The LLT interfaces don't seem to be used by MultiNICB (unless you have other MultiNICB resources configured) - which is good/correct.

Are you sure the MultiNICB messages are from the dlpiping, or from when you tried to configure an interface on the same subnet as mentioned above ( https://www-secure.symantec.com/connect/forums/veritas-cluster-server-heartbeat-link-down-jeapordy-state#comment-9082031 ) - it's hard to tell as there are no timestamps on the log messages provided

I still think the dlpiping would be the most straightforward way to see if the interfaces can see each other correctly

node1# /opt/VRTSllt/dlpiping -s /dev/ce:4

node2# /opt/VRTSllt/dlpiping -c /dev/ce:4 00:03:BA:94:F8:5F

or reverse

node2# /opt/VRTSllt/dlpiping -s /dev/ce:4

node1# /opt/VRTSllt/dlpiping -c /dev/ce:4 00:03:BA:94:A4:6F

Daniel_Matheus
Level 4
Employee Accredited Certified

Hello Brian,

 

I just reproduced this inhouse by disabling the LLT link on the 2nd node.

 

Link working:

[root@server102 /]# lltstat -nvv
LLT node information:
    Node                 State    Link  Status  Address
   * 0 server102         OPEN
                                  e1000g0   UP      00:50:56:05:3C:E2
                                  e1000g1   UP      00:50:56:05:3C:E3
     1 server101         OPEN
                                  e1000g0   UP      00:50:56:05:3A:E0
                                  e1000g1   UP      00:50:56:05:3A:E1

 

 

You see packets get transferred


[root@server102 /]# snoop -d e1000g0
Using device e1000g0 (promiscuous mode)
           ? -> *            ETHER Type=CAFE (Unknown), size=62 bytes
           ? -> *            ETHER Type=CAFE (Unknown), size=62 bytes
           ? -> *            ETHER Type=CAFE (Unknown), size=62 bytes
server102-priv -> (broadcast)  ARP C Who is 192.168.40.102, server102-priv ?
           ? -> *            ETHER Type=CAFE (Unknown), size=62 bytes
           ? -> *            ETHER Type=CAFE (Unknown), size=62 bytes
           ? -> *            ETHER Type=CAFE (Unknown), size=62 bytes
           ? -> *            ETHER Type=CAFE (Unknown), size=62 bytes
           ? -> *            ETHER Type=CAFE (Unknown), size=62 bytes
           ? -> *            ETHER Type=CAFE (Unknown), size=62 bytes
           ? -> *            ETHER Type=CAFE (Unknown), size=62 bytes
           ? -> *            ETHER Type=CAFE (Unknown), size=62 bytes
           ? -> *            ETHER Type=CAFE (Unknown), size=62 bytes
 

 

Link disabled on the 2nd node

[root@server102 /]# lltstat -nvv
LLT node information:
    Node                 State    Link  Status  Address
   * 0 server102         OPEN
                                  e1000g0   UP      00:50:56:05:3C:E2
                                  e1000g1   UP      00:50:56:05:3C:E3
     1 server101         OPEN
                                  e1000g0   DOWN
                                  e1000g1   UP      00:50:56:05:3A:E1

 

Now you see the same broadcast messages as in your snoop


[root@server102 /]# snoop -d e1000g0
Using device e1000g0 (promiscuous mode)
           ? -> (broadcast)  ETHER Type=CAFE (Unknown), size=90 bytes
           ? -> (broadcast)  ETHER Type=CAFE (Unknown), size=90 bytes
           ? -> (broadcast)  ETHER Type=CAFE (Unknown), size=90 bytes
           ? -> (broadcast)  ETHER Type=CAFE (Unknown), size=90 bytes

 

As you have the same problem on both nodes the issue is definitely in your network.

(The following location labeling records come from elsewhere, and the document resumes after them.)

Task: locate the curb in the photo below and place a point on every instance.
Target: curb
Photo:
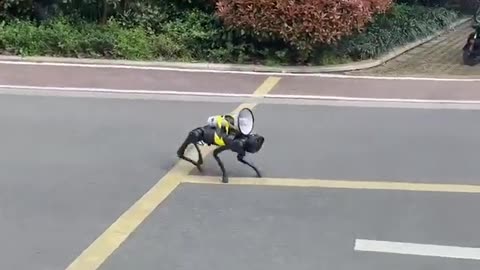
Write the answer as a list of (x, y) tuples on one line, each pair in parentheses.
[(365, 64)]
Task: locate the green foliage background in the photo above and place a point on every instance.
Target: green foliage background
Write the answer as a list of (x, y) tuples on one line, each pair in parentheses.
[(187, 30)]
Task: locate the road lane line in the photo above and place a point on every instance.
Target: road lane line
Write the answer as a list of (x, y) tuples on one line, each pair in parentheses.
[(94, 255), (270, 80), (417, 249), (191, 69), (341, 184)]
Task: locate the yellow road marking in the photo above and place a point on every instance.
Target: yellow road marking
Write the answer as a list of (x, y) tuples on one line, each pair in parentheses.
[(342, 184), (92, 257)]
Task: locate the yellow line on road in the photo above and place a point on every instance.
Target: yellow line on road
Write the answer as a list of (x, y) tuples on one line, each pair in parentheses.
[(94, 256), (341, 184)]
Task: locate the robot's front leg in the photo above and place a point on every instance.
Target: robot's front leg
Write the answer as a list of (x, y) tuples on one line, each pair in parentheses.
[(216, 152), (193, 137), (242, 160)]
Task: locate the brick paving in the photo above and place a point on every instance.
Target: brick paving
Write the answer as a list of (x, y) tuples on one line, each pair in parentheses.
[(440, 57)]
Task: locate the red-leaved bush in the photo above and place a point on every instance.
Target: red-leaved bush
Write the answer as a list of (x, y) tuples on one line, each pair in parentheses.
[(300, 23)]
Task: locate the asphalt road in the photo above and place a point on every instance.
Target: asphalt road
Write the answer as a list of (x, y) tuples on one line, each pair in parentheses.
[(414, 145), (71, 166), (233, 227)]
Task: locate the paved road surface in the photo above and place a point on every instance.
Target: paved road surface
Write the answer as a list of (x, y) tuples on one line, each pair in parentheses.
[(73, 165), (232, 227)]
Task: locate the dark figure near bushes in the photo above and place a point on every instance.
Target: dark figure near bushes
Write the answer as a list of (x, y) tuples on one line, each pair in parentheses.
[(43, 9)]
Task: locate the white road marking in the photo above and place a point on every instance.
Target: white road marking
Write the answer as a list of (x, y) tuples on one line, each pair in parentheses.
[(234, 95), (193, 70), (417, 249)]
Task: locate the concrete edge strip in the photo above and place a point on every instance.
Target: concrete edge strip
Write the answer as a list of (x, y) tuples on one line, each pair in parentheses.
[(365, 64), (233, 95)]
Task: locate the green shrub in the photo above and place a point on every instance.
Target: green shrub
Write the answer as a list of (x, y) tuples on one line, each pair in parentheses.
[(195, 35), (403, 24)]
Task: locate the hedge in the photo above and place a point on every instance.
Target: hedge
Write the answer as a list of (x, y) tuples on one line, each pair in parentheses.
[(302, 24), (198, 35)]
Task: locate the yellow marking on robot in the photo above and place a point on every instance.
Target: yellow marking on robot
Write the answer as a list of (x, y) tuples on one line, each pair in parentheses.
[(96, 254), (340, 184), (218, 140)]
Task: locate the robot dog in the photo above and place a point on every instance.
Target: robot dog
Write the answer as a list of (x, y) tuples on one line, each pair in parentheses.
[(223, 132)]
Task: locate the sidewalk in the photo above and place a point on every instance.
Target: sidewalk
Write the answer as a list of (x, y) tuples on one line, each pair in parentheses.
[(440, 57)]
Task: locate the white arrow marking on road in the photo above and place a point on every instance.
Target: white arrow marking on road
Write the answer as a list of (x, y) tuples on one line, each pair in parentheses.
[(417, 249)]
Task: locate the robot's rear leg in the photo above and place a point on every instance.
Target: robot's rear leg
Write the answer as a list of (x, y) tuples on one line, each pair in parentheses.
[(241, 158), (194, 137)]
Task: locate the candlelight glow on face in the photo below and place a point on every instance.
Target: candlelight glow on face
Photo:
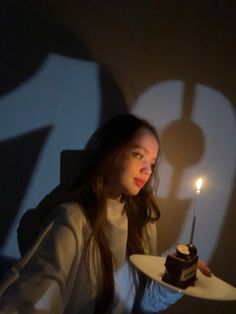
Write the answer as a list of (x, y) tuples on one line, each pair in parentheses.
[(198, 185)]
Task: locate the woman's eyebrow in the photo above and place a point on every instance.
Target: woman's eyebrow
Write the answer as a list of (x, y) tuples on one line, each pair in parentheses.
[(145, 149)]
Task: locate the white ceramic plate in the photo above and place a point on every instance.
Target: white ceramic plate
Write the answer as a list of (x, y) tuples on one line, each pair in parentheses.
[(205, 287)]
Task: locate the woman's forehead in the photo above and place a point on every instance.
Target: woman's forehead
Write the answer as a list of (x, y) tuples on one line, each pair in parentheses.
[(146, 141)]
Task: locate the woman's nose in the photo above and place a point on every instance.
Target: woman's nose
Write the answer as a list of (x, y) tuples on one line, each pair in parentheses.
[(147, 168)]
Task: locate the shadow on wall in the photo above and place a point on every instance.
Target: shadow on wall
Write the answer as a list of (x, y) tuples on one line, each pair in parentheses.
[(18, 159), (180, 153)]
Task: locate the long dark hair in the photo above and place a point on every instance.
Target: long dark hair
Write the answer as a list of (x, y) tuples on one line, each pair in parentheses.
[(108, 146)]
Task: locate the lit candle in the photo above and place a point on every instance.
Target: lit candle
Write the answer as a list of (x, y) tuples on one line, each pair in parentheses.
[(198, 190)]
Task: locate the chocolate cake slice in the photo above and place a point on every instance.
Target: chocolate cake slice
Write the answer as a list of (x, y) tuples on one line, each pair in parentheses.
[(181, 266)]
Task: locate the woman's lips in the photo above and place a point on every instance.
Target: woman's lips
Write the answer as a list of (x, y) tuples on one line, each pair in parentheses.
[(140, 183)]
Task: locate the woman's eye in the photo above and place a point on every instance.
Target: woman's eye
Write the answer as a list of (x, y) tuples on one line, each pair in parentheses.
[(153, 166), (137, 155)]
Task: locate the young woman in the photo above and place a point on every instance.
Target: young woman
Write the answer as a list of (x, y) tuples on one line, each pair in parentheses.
[(80, 261)]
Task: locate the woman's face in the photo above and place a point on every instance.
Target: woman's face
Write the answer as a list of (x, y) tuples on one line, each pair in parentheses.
[(137, 167)]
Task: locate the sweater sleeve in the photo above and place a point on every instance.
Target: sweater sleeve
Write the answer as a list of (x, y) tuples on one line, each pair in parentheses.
[(156, 297), (39, 285)]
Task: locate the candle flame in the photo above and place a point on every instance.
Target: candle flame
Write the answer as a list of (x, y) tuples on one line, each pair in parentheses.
[(199, 185)]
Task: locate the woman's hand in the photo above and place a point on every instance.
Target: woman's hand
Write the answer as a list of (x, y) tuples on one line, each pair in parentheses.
[(203, 267)]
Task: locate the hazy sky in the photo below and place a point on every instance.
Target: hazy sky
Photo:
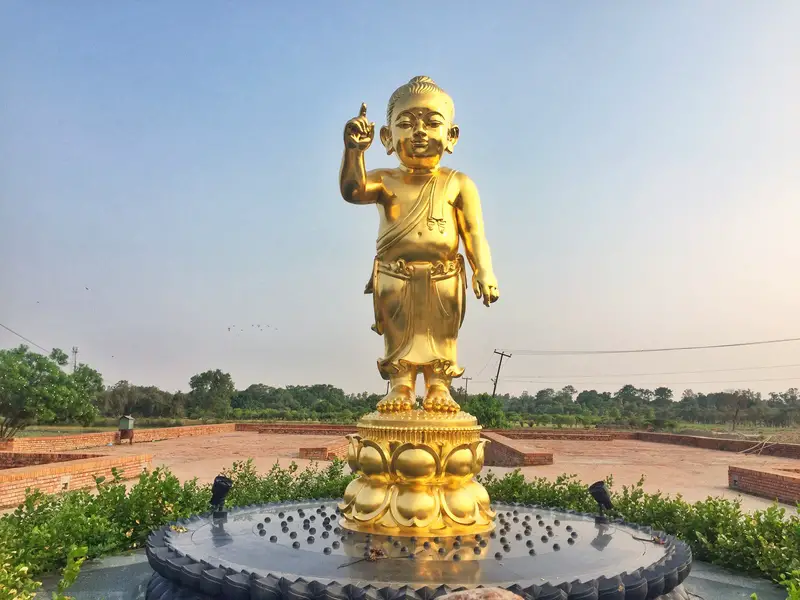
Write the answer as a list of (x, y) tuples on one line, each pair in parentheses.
[(638, 163)]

You need to check the cabling and your Switch/Vlan setting.

 

Thanks,
Dan

Marianne
Level 6
Partner    VIP    Accredited Certified

Extract from one of your older posts:

Seems that way, I plumb the interfaces and tried pinging them but there was no respond.

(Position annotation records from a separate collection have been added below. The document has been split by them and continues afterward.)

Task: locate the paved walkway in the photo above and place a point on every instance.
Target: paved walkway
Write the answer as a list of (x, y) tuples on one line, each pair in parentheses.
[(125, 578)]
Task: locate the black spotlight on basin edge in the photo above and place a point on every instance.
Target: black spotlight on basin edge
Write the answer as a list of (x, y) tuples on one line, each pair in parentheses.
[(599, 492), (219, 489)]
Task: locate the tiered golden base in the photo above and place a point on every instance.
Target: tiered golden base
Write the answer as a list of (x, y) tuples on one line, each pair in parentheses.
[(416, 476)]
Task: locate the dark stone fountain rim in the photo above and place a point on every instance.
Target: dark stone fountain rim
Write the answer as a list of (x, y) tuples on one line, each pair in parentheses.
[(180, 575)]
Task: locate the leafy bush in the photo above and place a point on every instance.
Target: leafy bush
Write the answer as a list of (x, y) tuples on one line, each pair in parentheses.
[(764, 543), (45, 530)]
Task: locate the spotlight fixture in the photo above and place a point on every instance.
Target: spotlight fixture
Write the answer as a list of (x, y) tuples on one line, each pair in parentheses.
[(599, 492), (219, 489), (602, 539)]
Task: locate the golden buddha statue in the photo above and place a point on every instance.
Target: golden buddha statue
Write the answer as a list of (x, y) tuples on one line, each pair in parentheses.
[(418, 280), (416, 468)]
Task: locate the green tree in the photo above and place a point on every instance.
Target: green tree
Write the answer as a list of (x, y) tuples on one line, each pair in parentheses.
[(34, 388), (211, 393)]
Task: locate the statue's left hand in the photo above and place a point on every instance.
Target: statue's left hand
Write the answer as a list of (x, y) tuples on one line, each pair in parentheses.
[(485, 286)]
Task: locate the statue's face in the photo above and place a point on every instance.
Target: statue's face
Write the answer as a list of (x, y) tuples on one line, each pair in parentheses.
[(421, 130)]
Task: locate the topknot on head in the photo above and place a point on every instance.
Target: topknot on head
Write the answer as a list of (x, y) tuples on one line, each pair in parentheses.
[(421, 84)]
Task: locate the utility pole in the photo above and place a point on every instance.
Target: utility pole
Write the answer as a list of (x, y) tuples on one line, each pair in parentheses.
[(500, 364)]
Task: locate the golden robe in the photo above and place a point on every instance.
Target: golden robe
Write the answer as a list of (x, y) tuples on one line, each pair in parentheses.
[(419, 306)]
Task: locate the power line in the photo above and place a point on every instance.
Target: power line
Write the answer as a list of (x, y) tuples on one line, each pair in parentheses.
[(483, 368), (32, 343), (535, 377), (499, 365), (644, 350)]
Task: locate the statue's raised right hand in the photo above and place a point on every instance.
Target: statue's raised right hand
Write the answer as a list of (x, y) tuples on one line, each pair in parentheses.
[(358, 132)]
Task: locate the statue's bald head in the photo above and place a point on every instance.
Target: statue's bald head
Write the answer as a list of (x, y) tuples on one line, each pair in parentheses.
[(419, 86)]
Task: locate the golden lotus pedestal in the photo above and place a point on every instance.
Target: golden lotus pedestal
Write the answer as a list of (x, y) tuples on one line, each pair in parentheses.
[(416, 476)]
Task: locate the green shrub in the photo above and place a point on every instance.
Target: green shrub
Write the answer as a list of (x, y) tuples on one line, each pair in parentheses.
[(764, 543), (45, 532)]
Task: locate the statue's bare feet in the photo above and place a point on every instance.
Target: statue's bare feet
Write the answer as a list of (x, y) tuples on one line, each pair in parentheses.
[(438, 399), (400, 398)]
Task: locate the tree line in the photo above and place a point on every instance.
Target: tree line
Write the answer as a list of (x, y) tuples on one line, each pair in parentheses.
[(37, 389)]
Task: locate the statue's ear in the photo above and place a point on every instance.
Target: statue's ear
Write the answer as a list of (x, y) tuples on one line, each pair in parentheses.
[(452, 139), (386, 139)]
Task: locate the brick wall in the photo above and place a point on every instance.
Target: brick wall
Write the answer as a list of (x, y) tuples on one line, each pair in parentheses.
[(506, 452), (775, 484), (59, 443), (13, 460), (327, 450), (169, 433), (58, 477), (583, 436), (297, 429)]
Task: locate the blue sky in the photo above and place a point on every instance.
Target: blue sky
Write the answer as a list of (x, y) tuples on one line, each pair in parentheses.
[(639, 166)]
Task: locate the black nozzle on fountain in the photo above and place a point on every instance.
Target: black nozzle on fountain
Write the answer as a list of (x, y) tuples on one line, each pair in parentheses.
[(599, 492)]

You need to call your network administrator and show that ping is not working.

 

kittu_pandu
Level 2

Hi

I am having a  little knwlodege on vcs , after a reboot of a server i found that node states as ADMIN_WAIT_STATE and other node state as LEAVING this is a 2-NODE CLUSTER

Is this occured due to incorrect configuration file? correct me if iam wrong

please explain me in which situations we find these errors

in which situations we find STALE file/error in MAIN.CF file

Thanks and Regards